I will be heading out tomorrow trolling around the elbow for the first time. I was hoping for some advice on how this is done Lures rigging etc. We are probably only going to do a 3 rod spread since I do not have outriggers or downriggers. 

I am not new to fishing but I am definetly new to trolling bluewater. 

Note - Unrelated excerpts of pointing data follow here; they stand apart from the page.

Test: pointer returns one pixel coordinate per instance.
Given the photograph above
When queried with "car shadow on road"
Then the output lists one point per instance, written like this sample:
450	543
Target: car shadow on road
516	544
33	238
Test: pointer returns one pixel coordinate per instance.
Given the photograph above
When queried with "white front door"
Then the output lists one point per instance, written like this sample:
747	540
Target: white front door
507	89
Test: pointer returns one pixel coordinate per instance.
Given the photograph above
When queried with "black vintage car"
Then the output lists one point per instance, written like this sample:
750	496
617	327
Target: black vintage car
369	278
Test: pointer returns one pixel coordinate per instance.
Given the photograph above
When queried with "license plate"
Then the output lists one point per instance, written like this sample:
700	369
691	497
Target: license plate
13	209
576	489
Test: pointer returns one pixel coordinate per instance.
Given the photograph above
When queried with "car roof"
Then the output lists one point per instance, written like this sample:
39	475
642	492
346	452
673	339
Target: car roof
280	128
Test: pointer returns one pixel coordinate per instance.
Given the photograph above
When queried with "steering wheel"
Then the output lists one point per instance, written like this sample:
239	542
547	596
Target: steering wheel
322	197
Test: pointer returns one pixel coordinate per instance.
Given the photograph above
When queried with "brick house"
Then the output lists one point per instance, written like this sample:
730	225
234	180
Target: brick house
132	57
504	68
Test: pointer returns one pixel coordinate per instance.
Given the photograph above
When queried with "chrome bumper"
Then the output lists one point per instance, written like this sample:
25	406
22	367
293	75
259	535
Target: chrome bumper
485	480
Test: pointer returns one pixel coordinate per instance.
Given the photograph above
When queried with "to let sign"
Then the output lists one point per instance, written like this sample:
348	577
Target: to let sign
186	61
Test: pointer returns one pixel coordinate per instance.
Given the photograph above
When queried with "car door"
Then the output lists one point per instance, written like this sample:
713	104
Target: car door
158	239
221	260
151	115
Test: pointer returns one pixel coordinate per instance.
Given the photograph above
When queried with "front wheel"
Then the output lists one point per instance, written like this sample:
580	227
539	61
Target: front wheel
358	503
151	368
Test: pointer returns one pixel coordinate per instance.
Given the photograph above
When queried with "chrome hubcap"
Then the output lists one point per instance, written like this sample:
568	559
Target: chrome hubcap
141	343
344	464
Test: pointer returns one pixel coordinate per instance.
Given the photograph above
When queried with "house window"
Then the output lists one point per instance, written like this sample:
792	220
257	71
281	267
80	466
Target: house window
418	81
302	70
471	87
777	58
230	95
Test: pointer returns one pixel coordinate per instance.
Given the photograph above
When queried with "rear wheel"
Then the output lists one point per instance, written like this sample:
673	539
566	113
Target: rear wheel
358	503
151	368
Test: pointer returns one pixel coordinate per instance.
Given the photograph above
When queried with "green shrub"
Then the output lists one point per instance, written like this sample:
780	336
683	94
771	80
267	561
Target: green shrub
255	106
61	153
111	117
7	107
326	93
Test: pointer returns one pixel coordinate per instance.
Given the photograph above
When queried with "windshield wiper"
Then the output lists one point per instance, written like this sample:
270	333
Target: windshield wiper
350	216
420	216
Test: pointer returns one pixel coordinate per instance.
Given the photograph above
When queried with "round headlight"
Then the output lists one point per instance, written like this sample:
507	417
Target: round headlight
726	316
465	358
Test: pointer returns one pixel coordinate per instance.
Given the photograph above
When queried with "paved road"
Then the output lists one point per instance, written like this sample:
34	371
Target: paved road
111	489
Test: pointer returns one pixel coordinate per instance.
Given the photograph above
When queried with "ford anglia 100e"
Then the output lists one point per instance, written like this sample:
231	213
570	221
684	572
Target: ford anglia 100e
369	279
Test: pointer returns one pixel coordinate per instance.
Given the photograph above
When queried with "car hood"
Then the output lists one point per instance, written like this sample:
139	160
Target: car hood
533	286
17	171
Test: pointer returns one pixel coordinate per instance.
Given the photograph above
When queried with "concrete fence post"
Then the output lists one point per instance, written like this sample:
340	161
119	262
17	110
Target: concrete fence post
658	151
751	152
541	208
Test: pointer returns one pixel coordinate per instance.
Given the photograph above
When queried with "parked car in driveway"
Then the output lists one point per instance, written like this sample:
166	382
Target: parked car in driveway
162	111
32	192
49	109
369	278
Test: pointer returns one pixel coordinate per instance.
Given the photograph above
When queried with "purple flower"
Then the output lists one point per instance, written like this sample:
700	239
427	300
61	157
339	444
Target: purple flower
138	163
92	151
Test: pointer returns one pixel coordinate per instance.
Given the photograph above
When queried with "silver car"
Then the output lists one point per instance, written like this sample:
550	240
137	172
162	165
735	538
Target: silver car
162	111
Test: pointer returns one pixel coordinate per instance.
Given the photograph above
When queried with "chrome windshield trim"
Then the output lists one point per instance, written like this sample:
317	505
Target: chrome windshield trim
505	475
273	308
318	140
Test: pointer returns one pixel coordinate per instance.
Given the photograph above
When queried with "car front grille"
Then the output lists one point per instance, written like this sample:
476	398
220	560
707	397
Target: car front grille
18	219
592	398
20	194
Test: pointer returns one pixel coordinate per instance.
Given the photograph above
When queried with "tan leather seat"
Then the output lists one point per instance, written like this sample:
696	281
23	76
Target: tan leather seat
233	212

Figure if we do not do good on trolling then we will also try to deep drop as well. 

Thanks


----------



## Jagsare1 (Sep 23, 2011)

See what I wrote here but going to be tough to get ready with less than a day to prepare and learn what you want to know:

http://www.pensacolafishingforum.com/f33/first-time-troll-billfish-99066/


----------



## Chris V (Oct 18, 2007)

You should be able to browse the blue water Q&A section and find more than enough advice on this. I would say you should be able to pull an easy 4 line spread just from your gunwale rod holders. Put the 2 from the forward holders out around 125-150ft or so on the surface with a couple of skirted ballyhoo (dusters, Ilanders, etc.) and the 2 closer ones within about 40-60ft of the boat with a wahoo type plug like a yo-zuri bonito and the opposite rod with either another plug in a different color or a larger skirted bait like a Iland express with a horse ballyhoo. For the last 3 seasons out around the nipple and elbow, that express/horse ballyhoo has accounted for at least half of the wahoo we've caught along with some big dolphin and billfish.


----------



## markw4321 (Oct 4, 2007)

What's the wave height forecast looking like for Saturday? I am always hesitant to count on fishing any sort of distance from the pass with an east wind at 10kts or better.


----------



## Chris V (Oct 18, 2007)

Its forecasting 2-3ft which will be pretty accurate if the wind speed prediction holds.


----------



## markw4321 (Oct 4, 2007)

2-3' with close intervals with an east wind correct?


----------



## Chris V (Oct 18, 2007)

Should be about right. Bumpy, but do-able.


----------



## markw4321 (Oct 4, 2007)

Wind and wave Forecast from NOAA at 4pm improved quite a bit.


----------



## Dragonfire21281 (Apr 7, 2011)

pm sent


----------



## jim t (Sep 30, 2007)

Hot Pink Stretch 30 is the go to lure for Wahoo out of Venice. 

Jim


----------